Metadata-Version: 2.4
Name: atomicguard
Version: 2.24.2
Summary: A Dual-State Agent Framework for reliable LLM code generation with guard-validated loops
Author-email: Matthew Thompson <thompsonson@gmail.com>
Maintainer-email: Matthew Thompson <thompsonson@gmail.com>
License: MIT
Project-URL: Homepage, https://github.com/thompsonson/atomicguard
Project-URL: Repository, https://github.com/thompsonson/atomicguard
Project-URL: Documentation, https://github.com/thompsonson/atomicguard#readme
Project-URL: Issues, https://github.com/thompsonson/atomicguard/issues
Project-URL: Changelog, https://github.com/thompsonson/atomicguard/blob/main/CHANGELOG.md
Keywords: llm,agents,code-generation,neuro-symbolic,guards,ai,validation
Classifier: Development Status :: 3 - Alpha
Classifier: Intended Audience :: Developers
Classifier: Intended Audience :: Science/Research
Classifier: License :: OSI Approved :: MIT License
Classifier: Operating System :: OS Independent
Classifier: Programming Language :: Python :: 3
Classifier: Programming Language :: Python :: 3.12
Classifier: Programming Language :: Python :: 3.13
Classifier: Programming Language :: Python :: 3.14
Classifier: Topic :: Scientific/Engineering :: Artificial Intelligence
Classifier: Topic :: Software Development :: Code Generators
Classifier: Typing :: Typed
Requires-Python: >=3.12
Description-Content-Type: text/markdown
License-File: LICENSE
Requires-Dist: matplotlib>=3.10.0
Requires-Dist: openhands-ai>=0.27.0
Requires-Dist: pydantic-ai>=1.0.0
Requires-Dist: pyflakes>=3.0
Requires-Dist: click>=8.1.0
Provides-Extra: web
Requires-Dist: fastapi>=0.115.0; extra == "web"
Requires-Dist: uvicorn[standard]>=0.34.0; extra == "web"
Requires-Dist: jinja2>=3.0.0; extra == "web"
Requires-Dist: markdown>=3.7; extra == "web"
Provides-Extra: experiment
Requires-Dist: datasets>=2.0.0; extra == "experiment"
Requires-Dist: huggingface_hub>=0.20; extra == "experiment"
Requires-Dist: swebench>=4.1.0; extra == "experiment"
Requires-Dist: docker>=7.0.0; extra == "experiment"
Dynamic: license-file

# AtomicGuard

[![CI](https://github.com/thompsonson/atomicguard/actions/workflows/ci.yml/badge.svg)](https://github.com/thompsonson/atomicguard/actions/workflows/ci.yml)
[![codecov](https://codecov.io/gh/thompsonson/atomicguard/branch/main/graph/badge.svg)](https://codecov.io/gh/thompsonson/atomicguard)
[![PyPI version](https://badge.fury.io/py/atomicguard.svg)](https://badge.fury.io/py/atomicguard)
[![Python versions](https://img.shields.io/pypi/pyversions/atomicguard.svg)](https://pypi.org/project/atomicguard/)
[![License: MIT](https://img.shields.io/badge/License-MIT-yellow.svg)](https://opensource.org/licenses/MIT)

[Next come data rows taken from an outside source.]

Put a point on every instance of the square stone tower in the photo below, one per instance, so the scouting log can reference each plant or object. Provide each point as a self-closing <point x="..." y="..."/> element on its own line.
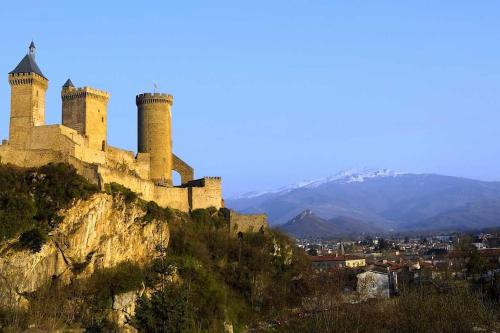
<point x="85" y="110"/>
<point x="27" y="102"/>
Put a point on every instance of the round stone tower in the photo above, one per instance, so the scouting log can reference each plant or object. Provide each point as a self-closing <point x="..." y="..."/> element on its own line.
<point x="154" y="120"/>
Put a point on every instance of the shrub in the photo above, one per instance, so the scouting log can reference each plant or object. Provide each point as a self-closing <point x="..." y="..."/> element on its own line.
<point x="155" y="212"/>
<point x="33" y="240"/>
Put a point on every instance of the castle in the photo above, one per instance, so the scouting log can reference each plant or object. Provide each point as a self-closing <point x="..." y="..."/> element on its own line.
<point x="81" y="140"/>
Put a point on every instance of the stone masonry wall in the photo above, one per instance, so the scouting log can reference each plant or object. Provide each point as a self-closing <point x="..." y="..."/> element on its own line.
<point x="246" y="223"/>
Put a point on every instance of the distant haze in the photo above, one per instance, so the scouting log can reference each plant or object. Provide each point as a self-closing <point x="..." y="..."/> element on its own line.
<point x="267" y="93"/>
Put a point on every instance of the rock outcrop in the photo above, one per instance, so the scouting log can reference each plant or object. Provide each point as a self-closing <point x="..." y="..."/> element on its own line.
<point x="100" y="232"/>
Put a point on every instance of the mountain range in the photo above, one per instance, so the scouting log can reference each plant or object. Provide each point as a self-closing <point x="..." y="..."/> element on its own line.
<point x="381" y="199"/>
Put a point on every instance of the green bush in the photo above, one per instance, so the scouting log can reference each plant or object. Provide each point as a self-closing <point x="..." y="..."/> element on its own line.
<point x="33" y="240"/>
<point x="155" y="212"/>
<point x="31" y="198"/>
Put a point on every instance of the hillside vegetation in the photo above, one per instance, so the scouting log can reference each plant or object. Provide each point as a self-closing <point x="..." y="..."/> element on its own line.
<point x="203" y="280"/>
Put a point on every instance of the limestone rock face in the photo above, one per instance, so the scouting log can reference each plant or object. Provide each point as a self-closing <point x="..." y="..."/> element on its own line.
<point x="100" y="232"/>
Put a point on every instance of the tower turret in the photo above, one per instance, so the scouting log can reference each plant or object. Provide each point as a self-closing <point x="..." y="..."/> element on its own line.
<point x="27" y="101"/>
<point x="154" y="120"/>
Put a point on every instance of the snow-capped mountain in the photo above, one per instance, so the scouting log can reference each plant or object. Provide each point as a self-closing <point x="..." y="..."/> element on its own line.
<point x="355" y="175"/>
<point x="383" y="198"/>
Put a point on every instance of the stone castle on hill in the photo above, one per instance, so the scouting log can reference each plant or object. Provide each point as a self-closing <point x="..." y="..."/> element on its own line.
<point x="81" y="140"/>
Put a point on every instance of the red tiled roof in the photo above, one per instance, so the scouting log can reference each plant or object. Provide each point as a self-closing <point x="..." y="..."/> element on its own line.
<point x="335" y="258"/>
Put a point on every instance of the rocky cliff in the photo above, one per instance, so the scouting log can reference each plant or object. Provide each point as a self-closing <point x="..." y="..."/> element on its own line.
<point x="100" y="232"/>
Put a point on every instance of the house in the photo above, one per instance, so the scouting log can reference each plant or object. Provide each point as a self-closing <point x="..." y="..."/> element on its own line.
<point x="335" y="262"/>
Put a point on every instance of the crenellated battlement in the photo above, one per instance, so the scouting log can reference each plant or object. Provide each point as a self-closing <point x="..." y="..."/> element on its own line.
<point x="18" y="79"/>
<point x="81" y="140"/>
<point x="76" y="93"/>
<point x="149" y="98"/>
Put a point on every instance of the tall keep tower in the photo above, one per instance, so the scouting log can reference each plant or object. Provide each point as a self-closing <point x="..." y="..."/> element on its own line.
<point x="85" y="110"/>
<point x="155" y="133"/>
<point x="27" y="99"/>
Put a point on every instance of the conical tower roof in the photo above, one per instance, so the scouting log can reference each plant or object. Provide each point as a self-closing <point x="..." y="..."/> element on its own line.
<point x="28" y="65"/>
<point x="68" y="84"/>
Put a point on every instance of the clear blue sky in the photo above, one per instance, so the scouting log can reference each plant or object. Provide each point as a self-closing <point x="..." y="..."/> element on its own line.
<point x="272" y="92"/>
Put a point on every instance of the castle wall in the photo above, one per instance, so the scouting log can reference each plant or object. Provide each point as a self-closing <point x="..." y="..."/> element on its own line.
<point x="185" y="171"/>
<point x="125" y="161"/>
<point x="173" y="197"/>
<point x="73" y="113"/>
<point x="246" y="223"/>
<point x="205" y="192"/>
<point x="85" y="110"/>
<point x="27" y="106"/>
<point x="155" y="133"/>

A Dual-State Agent Framework for reliable LLM code generation.

## Why AtomicGuard?

AI agents hallucinate. Worse, those hallucinations **compound** — each generation builds on the last, and errors propagate through the workflow.

AtomicGuard solves this by combining to aspects - **decompose goals** into small measurable tasks and through **Bounded Indeterminacy**: the LLM generates content, but a deterministic state machine controls the logic. Every generation is validated before the workflow advances.

| Challenge | Solution |
|-----------|----------|
| 🛡️ **Safety** | Dual-State Architecture & Atomic Action Pairs |
| 💾 **State** | Versioned Repository Items & Configuration Snapshots |
| 🌐 **Scale** | Multi-Agent Coordination via Shared DAG |
| 📈 **Improvement** | Continuous Learning from Guard Verdicts |

→ [Learn more about the architecture](docs/design/architecture.md)

> **New to AtomicGuard?** Start with the [Getting Started Guide](docs/guide/getting-started.md).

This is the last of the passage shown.